Aí embaixo a cena no filme de Peter Brook
Nuvens vermelhas lembrando aquelas de um incêndio, despejando Lâminas de fogo, , armas relampejantes sendo vertidas como chuva de fogo e raios... Nem um pouco parecido com a "tempest of fire " dos Balrogs em Lammoth né?
Mais um detalhe: Tolkien definitivamente
conhecia o Mahabharata, o épico hindu do qual foi tirado esse texto acima, bem o suficiente pra traçar paralelos entre ele e Chaucer
Dê uma olhada nessa representaçaõ japonesa de um
Oni)
Essa picture aí em cima, feita por Hiroshige em 1820, ilustra a história de Taira Koremochi e do demônio feminino que tentou matá-lo sob uma forma sedutora.

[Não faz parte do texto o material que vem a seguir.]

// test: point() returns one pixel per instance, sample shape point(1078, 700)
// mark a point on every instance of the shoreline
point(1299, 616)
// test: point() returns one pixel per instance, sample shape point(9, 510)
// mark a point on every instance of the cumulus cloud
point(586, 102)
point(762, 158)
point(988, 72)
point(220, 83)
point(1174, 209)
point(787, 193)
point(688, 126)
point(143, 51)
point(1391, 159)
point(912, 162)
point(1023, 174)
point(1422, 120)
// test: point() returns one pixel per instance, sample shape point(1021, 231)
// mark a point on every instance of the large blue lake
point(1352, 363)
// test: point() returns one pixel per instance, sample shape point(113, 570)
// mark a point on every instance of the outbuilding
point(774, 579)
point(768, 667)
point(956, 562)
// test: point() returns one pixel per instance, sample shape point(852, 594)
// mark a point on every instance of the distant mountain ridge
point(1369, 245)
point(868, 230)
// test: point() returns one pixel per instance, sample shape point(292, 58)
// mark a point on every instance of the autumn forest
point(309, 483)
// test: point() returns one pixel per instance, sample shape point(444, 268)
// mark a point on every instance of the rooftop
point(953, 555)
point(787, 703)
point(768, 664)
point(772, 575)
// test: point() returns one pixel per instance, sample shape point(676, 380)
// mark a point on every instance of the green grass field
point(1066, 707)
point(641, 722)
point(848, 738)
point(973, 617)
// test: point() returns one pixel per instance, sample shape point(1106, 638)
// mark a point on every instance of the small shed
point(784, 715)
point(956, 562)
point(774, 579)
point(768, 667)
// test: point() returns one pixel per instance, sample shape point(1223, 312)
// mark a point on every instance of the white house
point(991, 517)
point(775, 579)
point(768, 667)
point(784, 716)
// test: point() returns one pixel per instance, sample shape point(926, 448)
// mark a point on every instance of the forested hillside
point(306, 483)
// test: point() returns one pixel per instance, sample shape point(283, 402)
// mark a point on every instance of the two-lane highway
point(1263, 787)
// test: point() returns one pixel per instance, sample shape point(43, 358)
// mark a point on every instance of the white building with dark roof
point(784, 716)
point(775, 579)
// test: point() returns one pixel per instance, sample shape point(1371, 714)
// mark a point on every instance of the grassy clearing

Outra picture, essa de demônio do budismo tibetano
Bodhisathva Vajrapani
Como o caso das
influências múltiplas da espada negra do Túrin Turambar mostra, Tolkien era muito chegado em seguir o outro ditado famoso a respeito dessa matéria:
"Roubar idéias de uma só pessoa é plágio, roubar de muitas é pesquisa"
“To steal ideas from one person is plagiarism, to steal ideas from many is research.”